- Location: Kenai Peninsula, Alaska
- Coordinates: 59°59′N 149°09′W﻿ / ﻿59.99°N 149.15°W
- Primary inflows: Ellsworth River, Bootleg River, Selenite River, Talus Creek
- Basin countries: United States
- Max. length: 13.5 mi (21.7 km)
- Max. width: 5 mi (8.0 km)
- Average depth: 500 ft (150 m)
- Max. depth: 666 ft (203 m)
- Islands: 1
- Sections/sub-basins: Driftwood Bay, Killer Bay, Safety Cove, Talus Bay, Anchor Cove, Bowen Anchorage

= Day Harbor =

Day Harbor is a bay on the Kenai Peninsula of Alaska, United States. It received its name in 1787 from Captain Portlock, because travel to the head of the bay from Seward typically takes 12 hours. The bay is 25 miles from Seward, and is accessible only by boat. It is a gently curving J-shaped bay separated on the west from nearby Resurrection Bay by the Resurrection Peninsula. Recreational boaters often anchor at one of the two State Marine Parks due to the often choppy seas and unstable weather of outer Day Harbor. Lesser used anchorages on the eastern shore include Anchor Cove and Bowen Anchorage. Popular activities in the bay include hiking to Ellsworth Lake at the head of the bay where the retreating Ellsworth Glacier calves.

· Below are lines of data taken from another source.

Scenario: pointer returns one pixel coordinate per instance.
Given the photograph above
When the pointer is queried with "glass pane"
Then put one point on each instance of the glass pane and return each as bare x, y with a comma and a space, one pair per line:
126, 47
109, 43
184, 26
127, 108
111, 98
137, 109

The majority of the land surrounding Day Harbor is private, with over 400 different properties.

==Parks==
The bay is home to two Alaska State Parks. Driftwood Bay State Marine Park is 1,480 acre of undeveloped wilderness. The primary activity in the park is boating for either fishing or sightseeing purposes. It is mostly a day-use park due to the lack of any facilities on shore. Safety Cove State Marine Park is 960 acres, including waters in the bay. It is also undeveloped but offers a good spot for beach camping, a small freshwater lake, and access to the high country of the Resurrection Peninsula.